Actually, maybe it *has* been seen before. Gavin, are you in the habit of running concurrent VACUUM FULLs on system catalogs, and if so have you noted that they occasionally get deadlock failures?
Generally no, I've never noticed deadlocks before, but I'll go back and look at some of the other the machines.
> A separate line of thought is whether it's a good idea that > heap_page_prune calls the inval code inside a critical section. > That's what's turning an ordinary deadlock failure into a PANIC. > Even without the possibility of having to do cache initialization, > that's a lot of code to be invoking, and it has obvious failure > modes (eg, out of memory for the new inval list item).
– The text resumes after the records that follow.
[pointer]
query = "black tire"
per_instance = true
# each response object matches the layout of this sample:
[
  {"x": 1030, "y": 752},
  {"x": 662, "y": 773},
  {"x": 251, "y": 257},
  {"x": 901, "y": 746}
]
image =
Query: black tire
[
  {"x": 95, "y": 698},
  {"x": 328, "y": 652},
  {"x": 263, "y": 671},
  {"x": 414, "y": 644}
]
The more I think about this the more I don't like it. The critical section in heap_page_prune is *way* too big. Aside from the inval call, there are HeapTupleSatisfiesVacuum() calls, which could have failures during attempted clog references.
The reason the critical section is so large is that we're manipulating the contents of a shared buffer, and we don't want a failure to leave a partially-modified page in the buffer. We could fix that if we were to memcpy the page into local storage and do all the pruning work there. Then the critical section would only surround copying the page back to the buffer and writing the WAL record. Copying the page is a tad annoying but heap_page_prune is an expensive operation anyway, and I think we really are at too much risk of PANIC the way it's being done now. Has anyone got a better idea?